DG: We’ve also spoken previously about tackling the addictions that developed around the time we first ever met, way back in the Noughties when you were performing startlingly beautiful and inventive cabaret and performance art in London. This year your book, Help, I’m Addicted! is coming out. How has the gong helped you with addiction?
Initially, attending gong baths provided an escapist safe haven where the outside world and all my problems ceased to exist. For that hour I was able to relax, let go of any internal destructive narratives and enjoy being still. You see, my addictions always kept me busy, externally and internally. In a gong bath I literally had nowhere else to go, and I was able to process life events by grounding myself with the sound. I’d never experienced anything like it. I felt peace of mind because my body was busy with experiencing the sound. It was calm and cathartic.
DG: We encounter drone sounds and vibrational modes in electronic music and the transcendental vibe of club music. Such sounds slow down our attention, lifting us beyond our daily thoughts. Do you feel we might benefit from extending the quietness that has been enforced by the pandemic, or are you keen to get back to the hurly burly?
I am excited to emerge from lockdown and move into the next phase.
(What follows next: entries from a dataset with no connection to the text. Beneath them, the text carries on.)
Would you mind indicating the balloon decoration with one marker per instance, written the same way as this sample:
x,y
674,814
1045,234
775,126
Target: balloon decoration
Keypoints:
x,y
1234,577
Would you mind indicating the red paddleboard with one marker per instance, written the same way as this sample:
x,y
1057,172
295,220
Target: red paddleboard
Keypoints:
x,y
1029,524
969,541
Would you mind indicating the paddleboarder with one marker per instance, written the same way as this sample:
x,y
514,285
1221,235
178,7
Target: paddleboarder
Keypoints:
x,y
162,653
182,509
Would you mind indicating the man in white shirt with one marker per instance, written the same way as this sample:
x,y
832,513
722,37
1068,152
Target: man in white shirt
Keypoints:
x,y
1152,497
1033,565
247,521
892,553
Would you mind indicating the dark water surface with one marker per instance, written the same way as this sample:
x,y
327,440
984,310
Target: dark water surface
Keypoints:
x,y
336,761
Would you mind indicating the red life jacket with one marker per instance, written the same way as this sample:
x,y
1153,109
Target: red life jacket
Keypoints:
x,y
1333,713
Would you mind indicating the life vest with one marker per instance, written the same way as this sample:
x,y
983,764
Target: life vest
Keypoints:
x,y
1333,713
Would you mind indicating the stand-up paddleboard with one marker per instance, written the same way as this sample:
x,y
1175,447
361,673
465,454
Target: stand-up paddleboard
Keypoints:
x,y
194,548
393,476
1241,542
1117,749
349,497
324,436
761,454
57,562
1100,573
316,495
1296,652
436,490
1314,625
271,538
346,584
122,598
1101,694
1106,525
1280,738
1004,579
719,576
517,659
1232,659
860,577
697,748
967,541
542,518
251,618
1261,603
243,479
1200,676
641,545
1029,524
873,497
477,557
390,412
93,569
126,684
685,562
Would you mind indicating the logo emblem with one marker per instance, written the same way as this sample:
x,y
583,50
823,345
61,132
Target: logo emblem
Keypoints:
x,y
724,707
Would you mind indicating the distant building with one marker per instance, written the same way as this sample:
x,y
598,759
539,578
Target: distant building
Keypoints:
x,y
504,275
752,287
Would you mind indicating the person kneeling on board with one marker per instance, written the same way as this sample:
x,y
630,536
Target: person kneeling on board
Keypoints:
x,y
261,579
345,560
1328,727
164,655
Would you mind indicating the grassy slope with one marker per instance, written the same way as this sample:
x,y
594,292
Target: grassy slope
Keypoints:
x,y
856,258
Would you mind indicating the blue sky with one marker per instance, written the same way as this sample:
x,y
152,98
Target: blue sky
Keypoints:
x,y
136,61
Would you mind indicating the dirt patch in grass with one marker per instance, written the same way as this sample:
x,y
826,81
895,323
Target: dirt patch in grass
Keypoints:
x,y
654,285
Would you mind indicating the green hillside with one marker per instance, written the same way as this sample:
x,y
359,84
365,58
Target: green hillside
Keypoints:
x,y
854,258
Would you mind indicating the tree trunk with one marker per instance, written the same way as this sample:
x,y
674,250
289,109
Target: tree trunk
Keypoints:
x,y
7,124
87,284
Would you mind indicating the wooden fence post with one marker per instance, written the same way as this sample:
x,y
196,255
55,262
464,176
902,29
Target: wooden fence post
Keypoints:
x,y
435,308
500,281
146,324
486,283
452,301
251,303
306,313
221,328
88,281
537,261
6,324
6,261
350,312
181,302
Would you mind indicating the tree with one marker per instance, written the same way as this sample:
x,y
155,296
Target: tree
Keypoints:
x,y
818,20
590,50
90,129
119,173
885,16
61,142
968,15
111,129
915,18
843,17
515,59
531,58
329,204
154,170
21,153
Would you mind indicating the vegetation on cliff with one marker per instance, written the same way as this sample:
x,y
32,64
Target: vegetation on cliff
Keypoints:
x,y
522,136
But I am not in a rush to return to life at the same speed. I have missed going to places like the cinema and theatre, in many ways I feel starved of experience. Culture runs through my veins and I’ve grieved that absence. I want to dance with other people to songs I love. I want to travel again and listen to the sound of a streetcar climbing up a rusty track in Lisbon. I want to float in the swimming pool and hear the screams of children as they bomb into the pool. Sound equals life.
DG: What’s the single most pleasurable aspect of giving or receiving a gong bath?
Whether I’m facilitating or experiencing a gong bath, it’s the transformative element that people experience which I find most pleasurable. The truth is, you can enter a gong bath feeling one way and come through the next hour feeling completely different. The beauty is, all you need to do is lie still and enjoy the vibrations of sound. It could not be simpler. Seeing this transformation in people never gets tired, and I’m happy that I can allow people this little gift to themselves, especially during the pandemic.
‘Help, I’m addicted’ is due for release in October 2021. Exploring how the transition process can overlap with addiction to alcohol, food, sex, narcotics and the internet, Rhyannon shares her journey of recovery to offer a blend of memoir and advice to those stuggling with addiction.